Tyra Banks

By Clint Catalyst
Photo By DEYONKER/JBGPHOTO.COM

Tyra Banks

Tyra Banks won’t call herself an icon, but that’s okay. Millions of other people worldwide have already anointed her with the title—along with a list of comparable sobriquets, including: role model, goddess, superstar, and phenomenon.

Take your pick of these adulatory terms, and Tyra’s résumé alone will prove she’s earned it. Not only was she the first African- American model to grace the covers of both GQ—for which she was also named Woman of the Year in 2000—and the annual Sports Illustrated swimsuit issue (a feat she accomplished twice), along with the cover of the lingerie catalog quite likely viewed by more men than women, Victoria’s Secret, but she also was the recipient of the esteemed Michael Award for Supermodel of the Year, the fashion industry’s equivalent of the Oscar. And now that the May 2006 issue of TIME magazine placed her within the ranks of their 100 Most Influential People in the World, Tyra has achieved another milestone and shattered another stereotype. In other words, Banks is living proof that even philanthropists can be breathtakingly beautiful.

Referred to by many of her industry peers as “the only megamodel who possesses humility,” that inimitable mix of the glamazon and the grounded is Tyra all over. And seriously, with her boundless charisma and brilliant business sense, why would she need to call herself an icon, anyway?

At least Tyra will acknowledge the role others have played in her life. “Growing up,” she recalls, “my icons were Iman and Cindy Crawford. Iman epitomized the ultimate sultry feline: a combination of sensuality and confidence; whereas Cindy Crawford represented that ‘Woman Next Door That You Could Never Have.’ I grew up looking at Cindy and her keen business sense, wanting to be like that myself.”

Of her ability to emulate Crawford’s success—if not, dare we say, supersede it—there is no doubt. As co-creator and executive producer of the glamorously cutthroat reality series America’s Next Top Model, she set ratings records for UPN (which recently merged with the WB into the CW network, which chose ANTM as its launch program).
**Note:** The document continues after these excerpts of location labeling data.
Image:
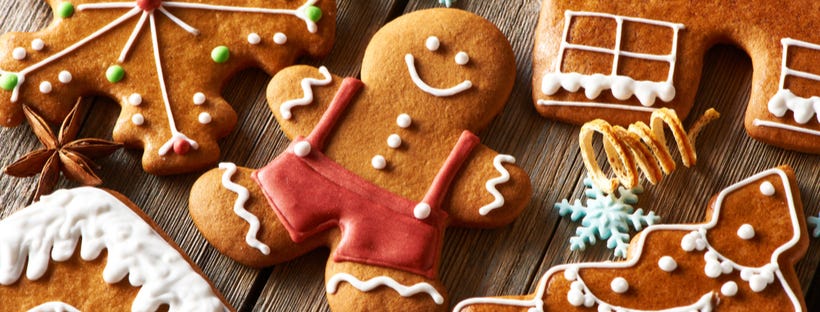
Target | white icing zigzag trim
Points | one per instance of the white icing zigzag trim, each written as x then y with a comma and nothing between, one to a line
493,183
242,196
375,282
307,88
52,229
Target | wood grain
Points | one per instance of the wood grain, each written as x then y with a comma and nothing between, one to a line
475,263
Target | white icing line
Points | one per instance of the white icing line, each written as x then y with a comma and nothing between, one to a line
492,184
242,196
95,220
414,75
375,282
538,305
307,88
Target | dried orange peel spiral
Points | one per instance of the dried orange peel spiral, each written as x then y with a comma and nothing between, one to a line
640,146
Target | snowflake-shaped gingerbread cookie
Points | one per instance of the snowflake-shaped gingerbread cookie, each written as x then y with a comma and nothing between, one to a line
164,62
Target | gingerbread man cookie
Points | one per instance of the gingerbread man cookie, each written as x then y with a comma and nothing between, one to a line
741,259
87,249
620,61
170,95
378,168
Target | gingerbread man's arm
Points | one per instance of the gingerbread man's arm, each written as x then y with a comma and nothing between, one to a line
489,191
299,95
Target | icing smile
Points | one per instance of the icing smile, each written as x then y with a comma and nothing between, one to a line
411,67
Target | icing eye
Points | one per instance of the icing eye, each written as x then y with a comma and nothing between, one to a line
462,58
432,43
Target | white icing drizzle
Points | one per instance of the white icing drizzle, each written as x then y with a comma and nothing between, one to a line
52,228
414,75
307,88
492,184
373,283
622,87
537,305
242,196
54,306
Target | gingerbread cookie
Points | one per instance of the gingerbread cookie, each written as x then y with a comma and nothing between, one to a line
169,95
620,61
378,168
58,244
741,259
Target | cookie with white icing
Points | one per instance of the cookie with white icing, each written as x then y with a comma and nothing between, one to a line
621,60
378,167
163,61
741,259
87,249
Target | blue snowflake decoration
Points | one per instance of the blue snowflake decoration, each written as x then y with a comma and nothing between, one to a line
606,217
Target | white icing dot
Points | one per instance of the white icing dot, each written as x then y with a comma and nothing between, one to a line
19,53
462,58
38,44
394,141
378,162
432,43
422,211
729,289
404,121
45,87
205,118
746,231
135,99
254,38
64,76
619,285
766,188
280,38
199,98
667,264
138,119
302,148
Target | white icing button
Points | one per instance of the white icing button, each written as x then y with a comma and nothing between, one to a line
19,53
422,211
462,58
667,264
205,118
280,38
254,38
199,98
64,77
729,289
302,148
138,119
135,99
394,141
45,87
38,44
746,231
432,43
404,121
378,162
619,285
766,188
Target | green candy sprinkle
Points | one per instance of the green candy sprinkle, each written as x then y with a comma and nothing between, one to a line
8,82
313,13
115,73
220,54
65,10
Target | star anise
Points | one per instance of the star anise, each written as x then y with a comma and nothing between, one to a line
61,153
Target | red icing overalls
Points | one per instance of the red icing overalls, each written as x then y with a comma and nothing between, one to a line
311,193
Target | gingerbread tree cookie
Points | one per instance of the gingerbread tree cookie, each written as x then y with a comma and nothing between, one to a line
163,61
378,167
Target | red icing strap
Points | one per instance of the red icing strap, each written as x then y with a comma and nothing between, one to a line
350,87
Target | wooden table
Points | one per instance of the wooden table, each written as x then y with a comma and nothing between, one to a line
508,260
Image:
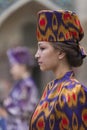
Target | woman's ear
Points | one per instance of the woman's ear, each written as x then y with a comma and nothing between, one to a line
61,54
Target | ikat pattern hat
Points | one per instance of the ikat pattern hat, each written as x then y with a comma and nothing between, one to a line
20,55
59,26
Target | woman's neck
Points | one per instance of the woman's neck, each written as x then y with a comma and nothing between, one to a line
61,70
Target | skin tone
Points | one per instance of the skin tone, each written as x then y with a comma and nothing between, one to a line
19,71
52,59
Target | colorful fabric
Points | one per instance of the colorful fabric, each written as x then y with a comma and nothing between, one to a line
20,104
54,26
63,106
20,55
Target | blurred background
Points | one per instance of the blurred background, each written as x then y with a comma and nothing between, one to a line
18,27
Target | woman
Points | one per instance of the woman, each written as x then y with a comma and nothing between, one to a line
63,105
23,97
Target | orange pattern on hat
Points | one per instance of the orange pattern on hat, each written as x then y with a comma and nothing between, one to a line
59,26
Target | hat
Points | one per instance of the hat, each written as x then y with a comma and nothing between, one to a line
62,26
20,55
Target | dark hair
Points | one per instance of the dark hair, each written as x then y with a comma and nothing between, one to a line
72,50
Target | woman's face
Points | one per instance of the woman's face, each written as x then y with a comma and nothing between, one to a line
16,71
46,56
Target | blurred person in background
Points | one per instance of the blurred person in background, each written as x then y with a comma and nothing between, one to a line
63,105
23,97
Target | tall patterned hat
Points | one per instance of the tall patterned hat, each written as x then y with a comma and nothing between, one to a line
20,55
59,25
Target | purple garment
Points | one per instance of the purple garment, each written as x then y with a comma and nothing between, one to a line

As host of the syndicated daytime talkie The Tyra Banks Show, she navigates the tricky transition from couture maven to accessible talk-show host seamlessly. Unlike some of the chatterbox competitors, The Tyra Banks Show features a “nighttime to daytime” mix of celebrity guests and real people discussing real issues, especially those affecting young women. In other words, as the expression goes, Tyra’s not afraid to “dip into the population.”

You’d be hard-pressed to find a household that doesn’t know her name, yet not everyone who knows Tyra as “The Model” is aware of the extensive outreach work she does. In 1992, when Miss Banks was still a teenager herself, she established the Tyra Banks Scholarship—a fund that grants eligible African-American females the opportunity to attend her alma mater, Immaculate Heart High School, a private all-girls school in Los Angeles.

In 1999, Tyra established the TZONE Foundation, an annual summer camp facilitated by her to affirm and empower teen girls from diverse cultural backgrounds. What started as a weeklong program for around 300 adolescents a year from the greater Los Angeles area is currently transitioning into a national grantmaking foundation. According to the Foundation, their mission is “to build a sisterhood movement among women and girls by raising funds and making grants to community-based nonprofits that serve low-income, disadvantaged women and girls. The foundation is committed to supporting visionary organizations that enable women and girls to achieve their full potential.”

It comes as no surprise that a group of devoted Tyra followers have followed the Paris Is Burning prototype and conferred honorary “mother” status upon her for a “Legendary House of Banks.” When asked if she was aware such an informal affiliation of fans existed, Tyra quipped with a sparkle in her eye and a friendly snap: “It’s Le Banks!” Then, after a little laugh, she adds, “House of Le Banks!”

House of Le Banks it is: we’re just living in it.